The optimal evaluative method will depend on institutional goals and resources. Direct observation of performance, for example, has the advantage of real-time assessment and visualization of all aspects of the procedure. Its disadvantages include lack of blinding/anonymity, substantial time burden for the assessor, and the potential for bias. Conversely, post hoc review of reports and images may be more objective and efficient, but may miss important procedural details or environment factors outside the control of the observed proceduralist.

Our review identified two general types of peer feedback programs. Group-based, collaborative peer review in the setting of M&M or case review conferences is recommended for non-judgmental, educational discussions. Cases are triggered for review by complications, poor patient outcomes, or high educational content. Alternatively, anonymous or blinded review may be more appropriate for quality surveillance, sometimes with random case selection. Individualized feedback to clinicians may identify opportunities for practice improvement.

Most included studies reported peer evaluation and feedback activities in the context of education and quality improvement programs. However, there may also be a role for peer evaluation for quality assessment or recertification for practice. In the United States, the Joint Commission on Accreditation of Healthcare Organization (JCAHO) requires assessment of clinician performance to obtain or retain hospital credentials (via Ongoing Professional Practice Evaluations (OPPE) and Focused Professional Practice Evaluations (FPPE)) [59]. Other countries and health systems use similar structures to ensure clinical competence and promote lifetime learning [60]. Standardized methods and scoring systems could enhance these efforts. For endoscopic gastroenterology procedures, there is potential for current peer assessment tools to be utilized as part of a standardized competency assessment [61]. However, this strategy has yet to be tested, and additional research is required to establish appropriate thresholds for clinician competency and excellence. Achieving widespread dissemination of these tools may require support from clinical societies and health systems, since clinicians will require support and resources to learn and apply these methods.
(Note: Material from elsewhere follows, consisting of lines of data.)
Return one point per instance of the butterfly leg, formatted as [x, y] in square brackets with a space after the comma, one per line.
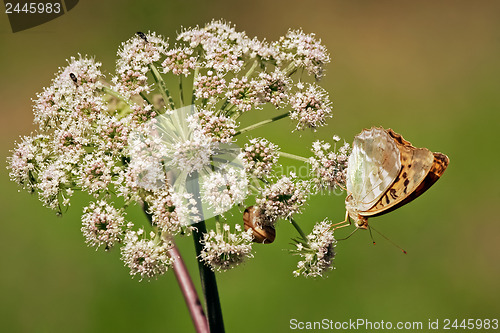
[347, 222]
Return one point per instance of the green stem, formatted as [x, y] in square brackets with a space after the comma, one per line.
[250, 71]
[165, 93]
[296, 226]
[181, 94]
[293, 157]
[185, 284]
[207, 276]
[264, 122]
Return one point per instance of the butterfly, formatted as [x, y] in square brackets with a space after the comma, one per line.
[385, 172]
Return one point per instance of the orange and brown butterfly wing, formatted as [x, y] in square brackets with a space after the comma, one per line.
[420, 168]
[440, 164]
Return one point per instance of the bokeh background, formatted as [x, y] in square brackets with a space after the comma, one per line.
[428, 69]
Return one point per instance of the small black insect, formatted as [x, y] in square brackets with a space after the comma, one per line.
[73, 77]
[142, 35]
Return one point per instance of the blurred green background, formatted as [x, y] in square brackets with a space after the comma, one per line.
[428, 69]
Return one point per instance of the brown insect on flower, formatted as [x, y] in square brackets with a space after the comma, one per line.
[264, 234]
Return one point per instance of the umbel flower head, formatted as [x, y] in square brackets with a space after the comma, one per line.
[126, 138]
[223, 250]
[316, 251]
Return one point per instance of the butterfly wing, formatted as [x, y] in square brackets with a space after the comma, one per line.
[373, 166]
[420, 168]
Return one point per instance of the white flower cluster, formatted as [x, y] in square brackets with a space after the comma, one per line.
[310, 107]
[103, 224]
[224, 188]
[317, 251]
[145, 257]
[259, 156]
[282, 199]
[124, 138]
[134, 60]
[329, 167]
[223, 250]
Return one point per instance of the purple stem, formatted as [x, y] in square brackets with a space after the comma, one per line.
[188, 290]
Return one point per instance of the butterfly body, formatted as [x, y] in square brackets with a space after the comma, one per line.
[386, 172]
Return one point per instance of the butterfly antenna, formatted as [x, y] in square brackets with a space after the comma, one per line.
[390, 241]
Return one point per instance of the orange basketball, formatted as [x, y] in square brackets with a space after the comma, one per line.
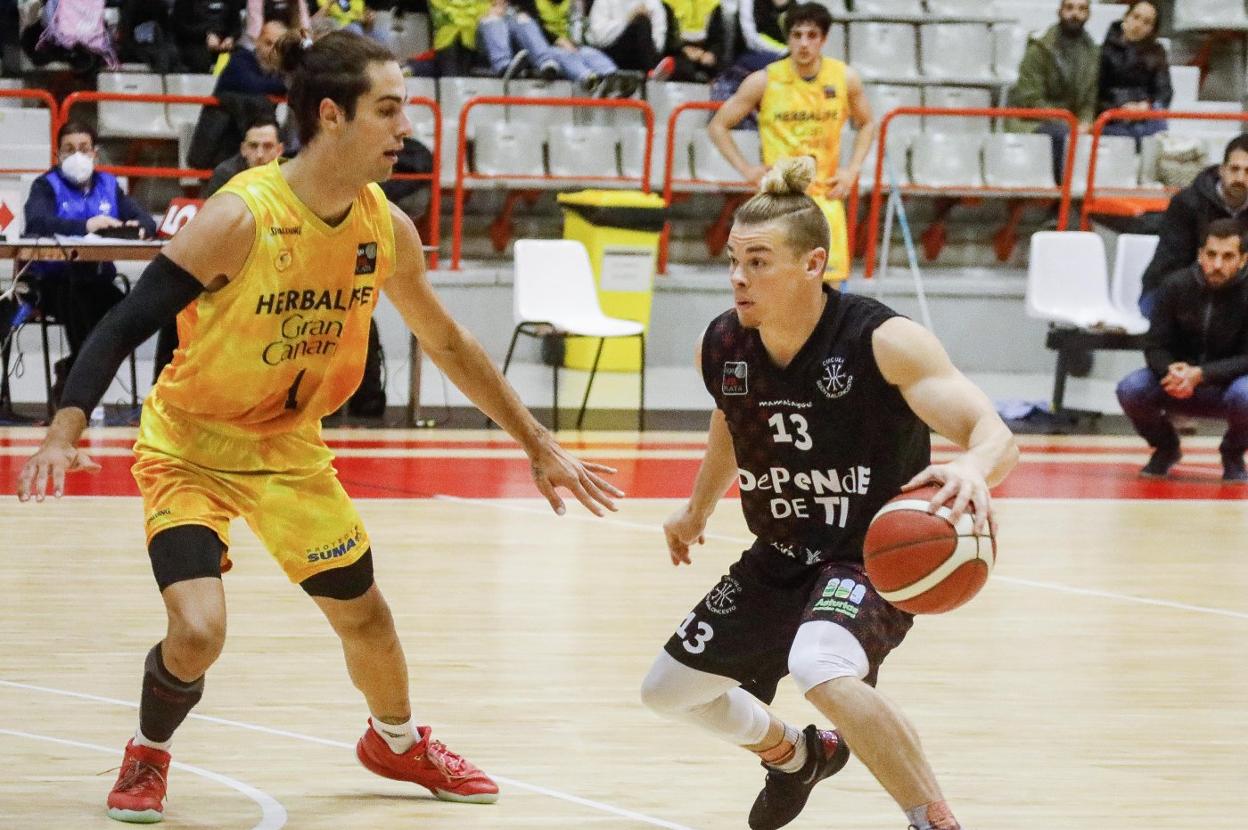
[921, 562]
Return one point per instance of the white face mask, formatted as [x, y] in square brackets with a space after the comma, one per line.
[78, 167]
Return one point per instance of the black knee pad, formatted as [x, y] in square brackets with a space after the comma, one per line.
[185, 552]
[342, 583]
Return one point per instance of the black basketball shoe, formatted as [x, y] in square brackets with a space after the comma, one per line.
[784, 794]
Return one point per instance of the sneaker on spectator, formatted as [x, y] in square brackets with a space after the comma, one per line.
[663, 70]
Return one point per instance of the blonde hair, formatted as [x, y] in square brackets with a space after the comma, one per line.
[783, 199]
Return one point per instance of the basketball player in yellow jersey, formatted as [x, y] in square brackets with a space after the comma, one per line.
[804, 101]
[273, 285]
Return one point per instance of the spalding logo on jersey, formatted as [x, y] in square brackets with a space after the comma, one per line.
[736, 377]
[836, 381]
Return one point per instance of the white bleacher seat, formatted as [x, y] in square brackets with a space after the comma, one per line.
[946, 160]
[960, 97]
[546, 116]
[710, 164]
[884, 50]
[1009, 44]
[1186, 83]
[1117, 166]
[961, 50]
[835, 44]
[1207, 15]
[132, 120]
[900, 8]
[180, 114]
[1068, 282]
[885, 97]
[1131, 258]
[583, 150]
[25, 139]
[503, 147]
[1017, 160]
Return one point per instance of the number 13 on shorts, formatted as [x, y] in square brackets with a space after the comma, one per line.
[694, 639]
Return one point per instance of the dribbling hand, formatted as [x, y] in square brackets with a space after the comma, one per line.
[682, 529]
[961, 487]
[53, 459]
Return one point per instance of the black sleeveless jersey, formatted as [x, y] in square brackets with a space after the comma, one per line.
[821, 443]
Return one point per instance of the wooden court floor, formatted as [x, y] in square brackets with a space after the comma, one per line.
[1098, 683]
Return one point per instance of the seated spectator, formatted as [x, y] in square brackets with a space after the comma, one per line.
[74, 200]
[454, 34]
[634, 34]
[1197, 355]
[1218, 192]
[1058, 71]
[242, 89]
[703, 39]
[1135, 73]
[260, 145]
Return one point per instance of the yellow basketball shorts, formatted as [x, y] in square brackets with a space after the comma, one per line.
[283, 486]
[839, 247]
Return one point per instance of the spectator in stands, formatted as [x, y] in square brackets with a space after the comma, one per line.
[635, 34]
[204, 30]
[1058, 71]
[454, 34]
[703, 39]
[1135, 73]
[1218, 192]
[260, 146]
[1197, 355]
[74, 200]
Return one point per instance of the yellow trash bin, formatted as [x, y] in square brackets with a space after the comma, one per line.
[620, 230]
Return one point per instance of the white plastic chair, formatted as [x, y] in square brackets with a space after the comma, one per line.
[961, 50]
[1017, 160]
[1131, 258]
[554, 295]
[946, 160]
[884, 49]
[1068, 282]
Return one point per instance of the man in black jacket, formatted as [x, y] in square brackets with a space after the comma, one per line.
[1197, 355]
[1218, 192]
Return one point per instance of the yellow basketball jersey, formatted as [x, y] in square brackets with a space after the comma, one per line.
[283, 343]
[804, 117]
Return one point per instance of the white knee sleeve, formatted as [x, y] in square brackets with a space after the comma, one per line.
[711, 702]
[823, 652]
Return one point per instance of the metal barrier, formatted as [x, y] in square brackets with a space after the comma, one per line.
[1090, 201]
[50, 102]
[1063, 191]
[502, 100]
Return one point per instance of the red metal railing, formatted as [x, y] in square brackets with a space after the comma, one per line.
[499, 100]
[50, 102]
[1090, 201]
[987, 112]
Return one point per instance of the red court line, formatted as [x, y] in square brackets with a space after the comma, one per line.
[667, 478]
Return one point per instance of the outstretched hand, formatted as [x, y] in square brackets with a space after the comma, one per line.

Our systematic review has several limitations that merit discussion. Only English language studies were reviewed. We excluded studies that solely examined trainee evaluation. While our aim was to examine peer evaluation of practicing clinicians, it is possible that some tools developed for trainees could also be useful in this setting. We found marked heterogeneity in the design of the included studies, and many were of low quality. This precluded meta-analysis of results. Many studies did not include a formal scoring system, and those that did used differing testing methods to assess validity. Some elements of successful peer evaluation may be highly specific to individual procedures. Our attempt to generalize across multiple invasive procedures may therefore miss important nuances that are highlighted by the procedure-specific studies. Finally, though our search strategy included procedure-specific terminology (i.e. “colonoscopy”) and more general terms (i.e. “endovascular procedure”) it is possible that our search was biased towards certain procedures and omitted important studies. However, review of reference lists from included studies did not reveal a significant body of literature missed by our search strategy.

Conclusion

Our systematic review describes common elements of peer evaluation and feedback interventions for a subset of invasive medical procedures. Peer evaluation is a feasible and reproducible method of assessing practicing procedural physicianss. However, there are limited data on the relationship of peer evaluation to other quality measures and patient outcomes. Additional research is needed, ideally in the form of prospective and randomized outcomes studies evaluating the impact of peer evaluation on clinician performance and patient outcomes.